Hosts thankful for plumbers on holidays
If Thanksgiving had a superhero, a plumber might be it.
Couple rich, greasy food with a house full of relatives, and even the hardiest drain or septic system might call it quits.
"Every year -- Christmas, Thanksgiving, New Year's Eve -- it's the same thing," said Jessica Poulin, office manager for Esposito Plumbing and Heating in Farmingdale.
Poulin said that though call volume didn't usually seem to rise over Thanksgiving, a caller's volume definitely did. "They're always in a panic when they call on a holiday," she said.
Ray Gremaux, owner of Ray the Plumber, which has three Suffolk County locations, said his company usually had only a quarter of its normal business on Thanksgiving.
"I would say over 50 percent of calls are for drain stoppages. Kitchen sinks, that's a big thing," he said. "Everybody's cooking. And it's always an emergency."
Though blocked drains and cesspool issues are among the most common on Thanksgiving, Gremaux said, water heaters also seem to pick turkey day to call it quits.
"Every holiday, we get water heaters. I don't care -- Christmas Eve, Christmas Day. Any holiday," Gremaux said.
Chris O'Connor runs Plumb Rite, a drain cleaning business in Hauppauge.
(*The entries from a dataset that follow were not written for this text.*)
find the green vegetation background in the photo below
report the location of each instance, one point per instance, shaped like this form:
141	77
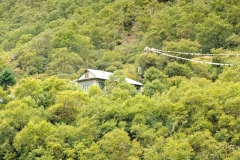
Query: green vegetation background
186	110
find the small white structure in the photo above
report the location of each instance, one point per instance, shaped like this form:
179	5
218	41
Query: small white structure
97	77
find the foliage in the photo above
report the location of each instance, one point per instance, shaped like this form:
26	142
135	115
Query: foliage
186	110
7	79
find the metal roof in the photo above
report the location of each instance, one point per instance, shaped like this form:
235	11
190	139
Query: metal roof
105	75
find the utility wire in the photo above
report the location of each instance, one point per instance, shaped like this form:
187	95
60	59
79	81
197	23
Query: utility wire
162	52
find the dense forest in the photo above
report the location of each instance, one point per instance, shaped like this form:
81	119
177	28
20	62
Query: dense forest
187	110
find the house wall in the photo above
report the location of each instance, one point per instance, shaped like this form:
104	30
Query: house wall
87	74
86	84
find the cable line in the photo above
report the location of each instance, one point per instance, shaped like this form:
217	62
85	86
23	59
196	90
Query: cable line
162	52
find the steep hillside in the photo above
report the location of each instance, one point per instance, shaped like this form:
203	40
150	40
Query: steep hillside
59	37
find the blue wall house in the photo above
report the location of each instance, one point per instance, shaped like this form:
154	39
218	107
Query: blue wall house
96	77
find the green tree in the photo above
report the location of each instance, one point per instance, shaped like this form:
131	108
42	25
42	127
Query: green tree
213	30
116	144
175	69
7	78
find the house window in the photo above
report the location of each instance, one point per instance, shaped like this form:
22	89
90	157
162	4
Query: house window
101	85
86	85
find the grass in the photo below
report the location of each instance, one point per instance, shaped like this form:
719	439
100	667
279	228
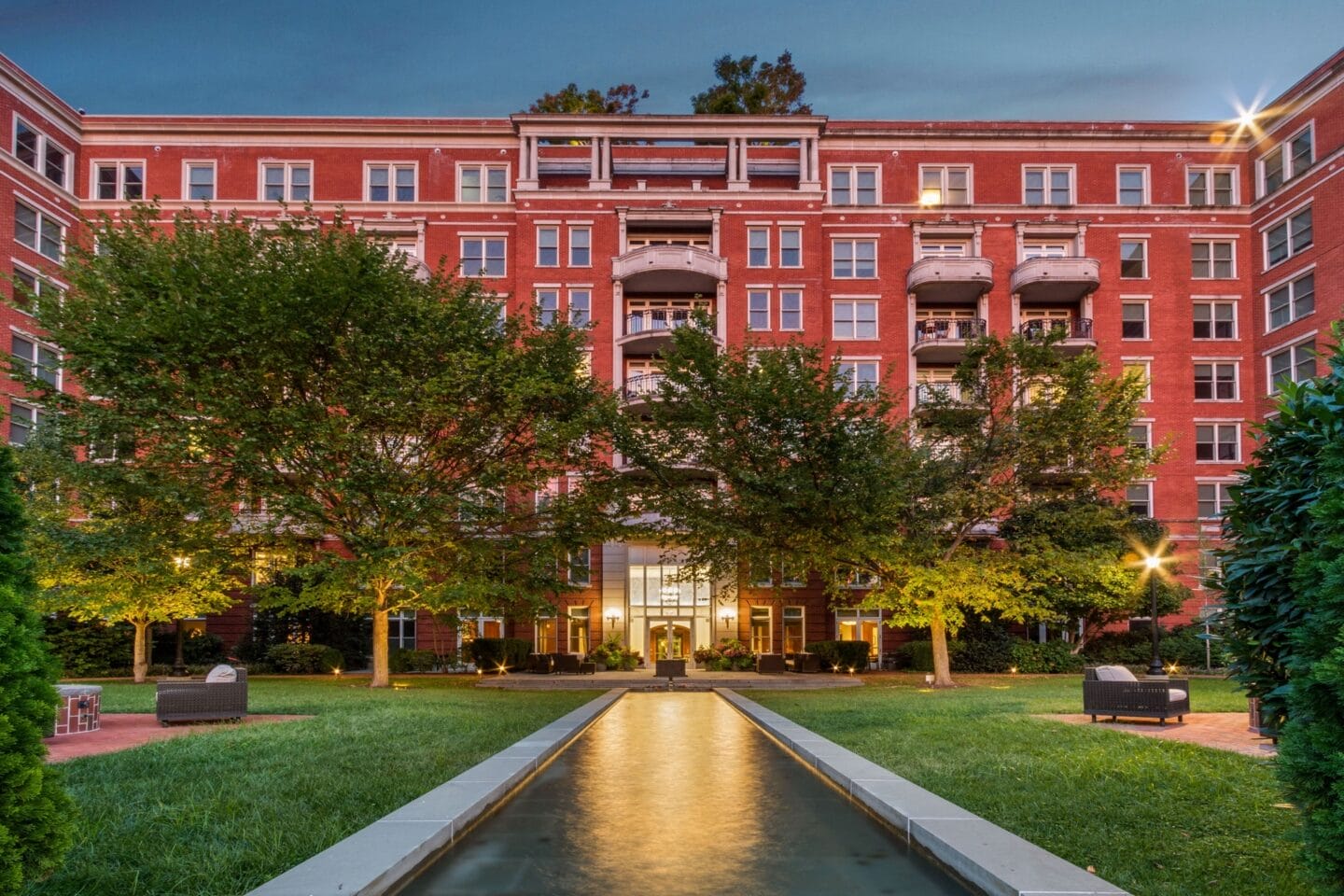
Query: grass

O'Connor said every year he spends Thanksgiving rushing home between jobs to see his family and eat his dinner.
"If you got nothing going on, you run home, jam a couple slices of turkey down your throat, hopefully you can sit for a while."
Though he may miss his family's meal, he often is a crowd-pleaser at someone else's Thanksgiving.
"Usually when you get over there you're more popular than Santa Claus," O'Connor said.